T. gondii transcription remains static after 3 months post-infection. Comparing purified bradyzoites throughout chronic infection, 59 transcripts (from 50 genes) change at 90 DPI and 109 transcripts (from 93 genes) change by 120 DPI relative to 28 days (Fig. 6A, Additional Files 6 and 7). No transcripts change significantly between 90 and 120 DPI. Of the differentially expressed transcripts, 51 transcripts were differentially expressed at both 90 and 120 DPI: 15 increasing in abundance and 36 decreasing (Fig. 6B). Only 8 transcripts change specifically at 90 days, whereas 58 transcripts are specific for 120 days: 18 increasing and 40 decreasing in expression. 33 of the differentially expressed transcripts have an average TPM value <10 among all purified bradyzoite timepoints. This group of 33 included the transcript for SAG1 which had an average TPM value of 16 at 28 days, deceasing 3.5-fold and 4.8-fold at 90 and 120 DPI, respectively. This low level of bradyzoite expression is compared to average TPM values of 8,000 and 13,000 for tachyzoites and acute whole brain tissue respectively.

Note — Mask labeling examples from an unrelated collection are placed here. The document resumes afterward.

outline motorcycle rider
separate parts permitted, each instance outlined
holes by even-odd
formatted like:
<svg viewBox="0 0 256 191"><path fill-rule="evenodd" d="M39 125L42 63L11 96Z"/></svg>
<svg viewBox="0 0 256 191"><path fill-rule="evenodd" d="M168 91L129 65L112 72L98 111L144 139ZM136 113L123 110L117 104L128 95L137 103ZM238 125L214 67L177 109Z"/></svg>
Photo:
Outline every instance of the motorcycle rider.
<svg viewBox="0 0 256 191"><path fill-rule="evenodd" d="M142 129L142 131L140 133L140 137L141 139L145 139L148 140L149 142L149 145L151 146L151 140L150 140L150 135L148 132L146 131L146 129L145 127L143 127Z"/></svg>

One of the transcripts which had one of the largest changes during chronic infection was for the gene sporoAMA1 [14]. Interestingly, while most transcripts map to the entirety of the predicted full gene, such as conventional AMA1 (TgME49_255260, Fig. 7A), reads to sporoAMA1 mapped to only the 3’ region of the gene and almost no reads mapped to the 5’ region (Fig. 7B). Coverage for all bradyzoite timepoints starts in the predicted intron region between exons 6 and 7. Compared to 28 DPI, both 90 and 120 DPI had an approximately 7.0-fold increase in transcript abundance. Furthermore, RNAseq coverage from T. gondii 7 DPI in the intestines of cats [15] shows a similar coverage profile of sporoAMA1, except coverage starts at the predicted intron region between exons 4 and 5. These isoforms of sporoAMA1 are shortened from those seen in sporulated oocysts [16], which include all 9 exons (Additional File 8). This suggest that T. gondii has stage alternative isoforms of sporoAMA1 that are expressed only during late-chronic infection or during the sexual stages in cats.